Training and Development

You can certainly use your QRA team to provide quantitative training material and even actual training delivery. But the goal here is to build its DNA at various layers of the broader organization. This is similar to building general security DNA in engineering and IT teams (we assume you do this already). You can only hire so many QRA folks—they are rare, expensive, and prone to flight due to demand. You need to build tools and skills broadly if you are to fight the good fight with the bad guys. You will need a leader for this function and a content and delivery team. Using technology to deliver is key for large, distributed organizations.

Analytics Technology

This will be the most expensive and operationally intensive function. It presupposes big data, stream analytics, and cloud‐deployed solutions to support myriad analytics outcomes. The analytics team will manage the movement of large swaths of data and the appropriate deployment of telemetry into systems. If you have any hope of implementing the practices from Chapter 11 in an agile manner, this is the group to do it. This group consists of systems engineers, big data database administrators, programmers, and the like. It is an optimized IT organization focused on analytic outcomes.

Program Management

When an activity involves multiple functions across multiple organizations, it's a program. The CSRM function typically will be deployed to a variety of organizations. The QRA team will be the technical face, but tying everything together—from engagement to training and development to technology—is a program management function. No need to go overboard on this one, but don't skimp on program management; you will fail if you do.

We could have gone deep on every single role and function, building out various matrices, job descriptions, Gantt charts, and the like. That is not necessary. All the practices revealed throughout this book provide a glimpse into the core content of a larger cybersecurity risk management function. The roles and responsibilities have some flexibility. You can start lean‐targeting one or two projects just using the spreadsheets provided. But if you are serious about fighting the bad guys with analytics, then you need a plan. Start by identifying where you are on the maturity model provided in the beginning of Part III. Then chart a course to build both the skills and organization that lead to prescriptive analytics capability. Having a plan removes a key roadblock to success; as Benjamin Franklin said, “Those who fail to plan, plan to fail!”

While there are many potential barriers to success such as failed planning, there is one institutional barrier that can obstruct quantitative analysis: compliance audits. In theory, audits should help ensure the right thing is occurring at the right time and in the right way. To that extent, we think audits are fantastic. What makes compliance audits a challenge is when risk management functions focus on managing to an audit as opposed to managing to actual risks.
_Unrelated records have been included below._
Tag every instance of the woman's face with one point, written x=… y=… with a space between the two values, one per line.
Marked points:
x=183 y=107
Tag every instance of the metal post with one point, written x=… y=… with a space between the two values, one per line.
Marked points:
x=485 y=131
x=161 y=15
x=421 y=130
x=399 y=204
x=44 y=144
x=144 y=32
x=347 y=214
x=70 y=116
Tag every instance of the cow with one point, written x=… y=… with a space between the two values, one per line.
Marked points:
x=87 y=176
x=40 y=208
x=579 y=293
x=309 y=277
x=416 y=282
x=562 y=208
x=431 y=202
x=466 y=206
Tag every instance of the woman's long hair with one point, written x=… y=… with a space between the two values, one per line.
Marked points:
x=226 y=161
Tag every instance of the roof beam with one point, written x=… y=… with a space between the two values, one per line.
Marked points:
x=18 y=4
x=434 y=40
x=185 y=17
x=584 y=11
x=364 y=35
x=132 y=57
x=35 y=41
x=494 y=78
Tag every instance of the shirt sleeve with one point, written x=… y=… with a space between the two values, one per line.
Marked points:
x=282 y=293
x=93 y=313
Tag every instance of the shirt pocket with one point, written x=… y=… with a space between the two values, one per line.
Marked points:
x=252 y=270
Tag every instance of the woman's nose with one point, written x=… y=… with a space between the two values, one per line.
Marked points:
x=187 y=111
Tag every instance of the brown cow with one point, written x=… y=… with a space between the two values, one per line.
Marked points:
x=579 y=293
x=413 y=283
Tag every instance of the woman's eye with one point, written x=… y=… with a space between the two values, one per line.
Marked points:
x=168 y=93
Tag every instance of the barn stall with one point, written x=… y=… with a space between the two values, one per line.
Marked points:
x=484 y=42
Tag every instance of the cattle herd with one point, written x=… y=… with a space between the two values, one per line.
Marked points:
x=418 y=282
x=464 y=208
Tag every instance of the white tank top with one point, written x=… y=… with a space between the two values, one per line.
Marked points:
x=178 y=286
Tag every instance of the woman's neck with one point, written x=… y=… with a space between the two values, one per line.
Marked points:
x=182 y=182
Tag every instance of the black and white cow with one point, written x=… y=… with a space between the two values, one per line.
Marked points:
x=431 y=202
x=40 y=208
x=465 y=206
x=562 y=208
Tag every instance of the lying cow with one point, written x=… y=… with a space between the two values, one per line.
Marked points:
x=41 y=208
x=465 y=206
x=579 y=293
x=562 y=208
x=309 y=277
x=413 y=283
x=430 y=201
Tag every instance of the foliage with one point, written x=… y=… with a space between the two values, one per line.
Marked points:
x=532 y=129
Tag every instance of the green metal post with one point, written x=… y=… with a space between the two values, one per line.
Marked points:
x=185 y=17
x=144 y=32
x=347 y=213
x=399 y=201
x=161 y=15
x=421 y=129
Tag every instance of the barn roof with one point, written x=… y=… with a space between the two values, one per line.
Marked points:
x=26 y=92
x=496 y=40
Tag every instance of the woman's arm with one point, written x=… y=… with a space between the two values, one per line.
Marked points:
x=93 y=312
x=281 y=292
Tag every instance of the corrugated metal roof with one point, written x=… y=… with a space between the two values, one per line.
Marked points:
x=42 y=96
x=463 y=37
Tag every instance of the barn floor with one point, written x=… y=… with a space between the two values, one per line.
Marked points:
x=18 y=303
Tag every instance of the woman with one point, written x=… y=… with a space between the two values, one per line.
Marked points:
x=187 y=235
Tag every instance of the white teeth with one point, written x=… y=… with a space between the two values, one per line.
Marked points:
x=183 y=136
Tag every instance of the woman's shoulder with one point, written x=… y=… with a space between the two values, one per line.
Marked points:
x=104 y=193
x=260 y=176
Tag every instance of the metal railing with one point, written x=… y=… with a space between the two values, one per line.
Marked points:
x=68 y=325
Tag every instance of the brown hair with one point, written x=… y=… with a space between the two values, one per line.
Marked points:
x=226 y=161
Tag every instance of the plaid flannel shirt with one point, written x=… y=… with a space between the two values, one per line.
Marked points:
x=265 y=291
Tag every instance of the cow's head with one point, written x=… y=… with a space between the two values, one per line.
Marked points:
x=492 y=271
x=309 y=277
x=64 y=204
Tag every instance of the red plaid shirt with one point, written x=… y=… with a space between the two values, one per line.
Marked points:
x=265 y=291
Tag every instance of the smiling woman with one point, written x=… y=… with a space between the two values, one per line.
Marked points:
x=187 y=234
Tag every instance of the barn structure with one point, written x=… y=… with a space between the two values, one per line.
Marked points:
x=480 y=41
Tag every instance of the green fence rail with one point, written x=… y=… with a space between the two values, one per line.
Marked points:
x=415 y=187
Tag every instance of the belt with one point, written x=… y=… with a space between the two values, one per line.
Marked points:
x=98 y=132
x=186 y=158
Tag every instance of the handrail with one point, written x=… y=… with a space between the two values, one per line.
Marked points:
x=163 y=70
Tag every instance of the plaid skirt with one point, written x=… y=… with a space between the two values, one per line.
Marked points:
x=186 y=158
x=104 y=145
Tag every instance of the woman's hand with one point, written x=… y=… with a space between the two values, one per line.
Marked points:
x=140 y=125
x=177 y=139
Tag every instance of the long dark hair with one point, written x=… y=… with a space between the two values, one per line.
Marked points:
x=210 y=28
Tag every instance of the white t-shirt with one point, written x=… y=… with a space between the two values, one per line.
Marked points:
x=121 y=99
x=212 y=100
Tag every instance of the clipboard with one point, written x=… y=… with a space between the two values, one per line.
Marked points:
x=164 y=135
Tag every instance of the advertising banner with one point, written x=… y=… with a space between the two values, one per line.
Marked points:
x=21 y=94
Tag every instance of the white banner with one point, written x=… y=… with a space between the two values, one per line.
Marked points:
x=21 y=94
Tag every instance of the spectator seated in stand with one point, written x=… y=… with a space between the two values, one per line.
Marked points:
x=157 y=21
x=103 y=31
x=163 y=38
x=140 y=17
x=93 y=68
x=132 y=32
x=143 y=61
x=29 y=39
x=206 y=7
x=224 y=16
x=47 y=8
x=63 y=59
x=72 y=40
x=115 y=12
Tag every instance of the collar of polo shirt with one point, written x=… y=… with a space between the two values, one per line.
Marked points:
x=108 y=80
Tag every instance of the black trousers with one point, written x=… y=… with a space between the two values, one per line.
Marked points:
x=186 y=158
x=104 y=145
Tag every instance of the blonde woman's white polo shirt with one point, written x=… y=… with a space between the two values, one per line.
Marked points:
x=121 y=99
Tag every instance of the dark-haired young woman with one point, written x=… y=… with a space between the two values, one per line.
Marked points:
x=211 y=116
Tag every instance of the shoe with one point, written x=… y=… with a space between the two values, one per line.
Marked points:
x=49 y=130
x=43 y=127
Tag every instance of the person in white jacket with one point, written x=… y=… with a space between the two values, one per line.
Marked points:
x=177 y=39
Perhaps this is why the CEO of Target was shocked when they had their breach; he went on record claiming they were compliant to the PCI (payment card industry) standard. That is compliance versus risk‐management mindset, and it is a deadly error in the face of our foes.

What if there was an audit function that assessed—actually measured—the effectiveness of risk management approaches? That is, would it determine the actual impact on risk reduction of soft methods versus quantitative methods? And what if scoring algorithms were put to the test? Of course, advanced methods such as Monte Carlo simulations, beta distributions, and the like would also need to be tested. Good! Again, we think one of the reasons we lose is because of untested soft methods.

There is, however, a risk that this will backfire. For example, what if methods that were predicated on measuring uncertainty got audited because they were viewed as novel, but methods using risk matrices, ordinal scales, and scoring systems got a pass? That would become a negative incentive to adopting quantitative methods. Unfortunately, this is a reality in at least one industry, as described hereafter. We bring it up here as an example of compliance audit gone wild in a nefarious manner that could have a profound negative impact on cybersecurity risk management.

Getting Audit to Audit

Audit plays a key role in ensuring quality of risk models, especially in heavily regulated industries such as banking and insurance. If new quantitative models are developed that have any influence at all on financial transactions, then audit is a necessary checkpoint to make sure that models don't have unintended consequences—possibly as a result of simple errors buried in complex formulae. Such scrutiny should be applied to any model proposed for financial transactions and certainly for decisions regarding the exposure of the organization to risks such as market uncertainty and cyberattacks.

Auditors might get excited when they see a model that involves more advanced math. The auditors have been there at one point in their careers. It's interesting to finally get to use something for which so much study and time was spent mastering. So they will eagerly dive into a model that has some statistics and maybe a Monte Carlo simulation—as they should. If the method claims to be based on some scientific research they haven't heard of, they should demand to see reference to that research. If the model is complex enough, perhaps the audit ought to be done twice on each calculation by different people. If an error is found, then any modeler whose primary interest is quality should happily fix it.

But even well‐intentioned and qualified auditors inadvertently discourage the adoption of better models in decision making. In some cases the more sophisticated model was replacing a very soft, unscientific model. In fact, this is the case in every model the authors have developed and introduced. The models we have developed replaced models that were based on the methods we have already made a case against: doing arithmetic with ordinal scales, using words such as “medium” as a risk assessment, heat maps, and so on. Yet these methods get no such scrutiny by auditors. If another method were introduced for cybersecurity that merely said we should subjectively assess likelihood and impact and then only represent those with subjective estimates using ambiguous scales, the auditors are not demanding research showing the measured performance of uncalibrated subjective estimates or the mathematical foundations of the method or the issues with using verbal scales as representations of risk.

So what happens when they audit only those methods that involve a bit more advanced calculations? The manager who sticks with a simple scoring method they just made up that day may not be scrutinized the same way as one who uses a more advanced method simply because it isn't advanced. This creates a disincentive for seeking improvement with more quantitative and scientifically sound methods in risk management and decision making.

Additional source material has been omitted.